MIT doesn’t participate in 3-2 programs.

WashU, Columbia, USC, CWRU, and RPI (among others) do.

Several publics also have articulation agreements with their state CC’s.
For instance, UIUC’s Engineering Pathways provides a guaranteed path if you hit the GPA target.

While I did not see anything that said “guaranteed” it’s my understanding that everyone who meets the minimum requirements they establish at the smaller univeristy that you are essentially just a transfer student. Would it be helpful if you knew what schools and I wasn’t being so vague? Thanks for you help

Do they have a formal 3-2 partnership with a uni or several?
I imagine that the engineering schools that have formal 3-2 partnerships are more willing to take 3-2 students.

Well the program was originally with UMD and you directly into James Clark engineering school…in the last couple years UMD dropped the program but then a group of school went to ABET and now there is some kind of recognition from ABET.Since UMD is an ABET accredited school they are still in the program and people continue to go to James Clark engineering school.James Clark is a really nice program and that’s where a lot of engineers in Maryland go. I’m not exactly sure how much of it is gaureenteed.

why spend 5 years getting your degree? Engineering schools accept transfers from community college students and it is usually possible to spend 2 years at the CC and then 2 more at your transfer college. Depending on what state you live in, some 4-years may actually guarantee admission if you meet program requirements. I don’t see what the extra year at the physics school buys you, even if you aren’t in a program before State with a guarantee. And it the physics program at a public, or an expensive private?

So this is filled with warning flags I’ve seen time and again over the years.

All the changes and pain are down the road, today you can keep on doing just what you have. People are always planning on quitting smoking, starting an exercise program, etc. at some point just a few months away.
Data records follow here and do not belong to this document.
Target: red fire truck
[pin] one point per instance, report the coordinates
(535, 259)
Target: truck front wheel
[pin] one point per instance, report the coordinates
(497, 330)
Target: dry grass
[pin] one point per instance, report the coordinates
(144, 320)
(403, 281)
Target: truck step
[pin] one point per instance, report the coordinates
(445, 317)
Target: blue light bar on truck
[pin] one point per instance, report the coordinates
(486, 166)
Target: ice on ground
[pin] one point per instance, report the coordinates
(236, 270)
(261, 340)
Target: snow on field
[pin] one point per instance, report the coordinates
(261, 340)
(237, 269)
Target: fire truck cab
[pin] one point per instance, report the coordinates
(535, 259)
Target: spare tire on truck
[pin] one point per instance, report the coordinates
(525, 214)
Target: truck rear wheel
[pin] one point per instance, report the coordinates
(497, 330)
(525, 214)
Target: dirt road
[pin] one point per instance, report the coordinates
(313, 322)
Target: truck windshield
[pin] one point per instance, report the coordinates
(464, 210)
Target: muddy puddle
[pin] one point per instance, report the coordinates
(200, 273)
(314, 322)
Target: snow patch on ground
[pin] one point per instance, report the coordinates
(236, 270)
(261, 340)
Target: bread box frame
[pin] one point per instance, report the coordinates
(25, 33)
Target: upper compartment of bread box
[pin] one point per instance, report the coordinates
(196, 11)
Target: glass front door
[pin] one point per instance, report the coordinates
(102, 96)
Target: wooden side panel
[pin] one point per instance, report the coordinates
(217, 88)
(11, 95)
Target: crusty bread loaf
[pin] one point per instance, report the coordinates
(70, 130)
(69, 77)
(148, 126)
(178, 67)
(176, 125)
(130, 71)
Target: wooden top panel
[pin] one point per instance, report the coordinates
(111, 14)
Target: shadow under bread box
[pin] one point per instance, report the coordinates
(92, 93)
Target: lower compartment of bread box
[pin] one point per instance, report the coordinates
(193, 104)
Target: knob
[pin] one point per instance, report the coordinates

Why not do “everything in your power” these next 2 months in HS to learn the material and amaze your teachers? To see if you really can sustain this effort and motivation? Do that and your claims of a turnaround in college are much more believable.

Second, this dream of golden schools echoes the posts that say "I messed up in HS but if I do really good at my CC can I transfer to an IVY? " (its important to put “IVY” in all caps for some reason). These people are kidding themselves. And so, I fear, are you. Even for a strong HS student admission to MIT is a real stretch. Unless you have been heavily involved in ECs already, with some leadership and achievement to boot, a few years of good grades in college is laudable but not going to get you into MIT.

And I wonder, why this dream? To me the kids that are dreaming of IVY are signalling they’re not ready to do the hard work it takes to succeed in college without the prospect of what they think is a golden future with that IVY degree. Had you spent a little time looking into engineering you’d see that the field is remarkably flat, you don’t need “something incredible”. Engineers from just about any ABET acredited school start at similar salaries and have equal chances of future success.

If you go that route:

  1. be very sure that you understand what is needed to transfer (coursework, GPA minimum etc.), if there are any guaranteed transfer agreements, what % of students in that program end up transferring into an engineering program and where to they go etc.
  2. and be sure you can have the finances available to complete the program, see if any scholarships will carry over to the transfer school etc.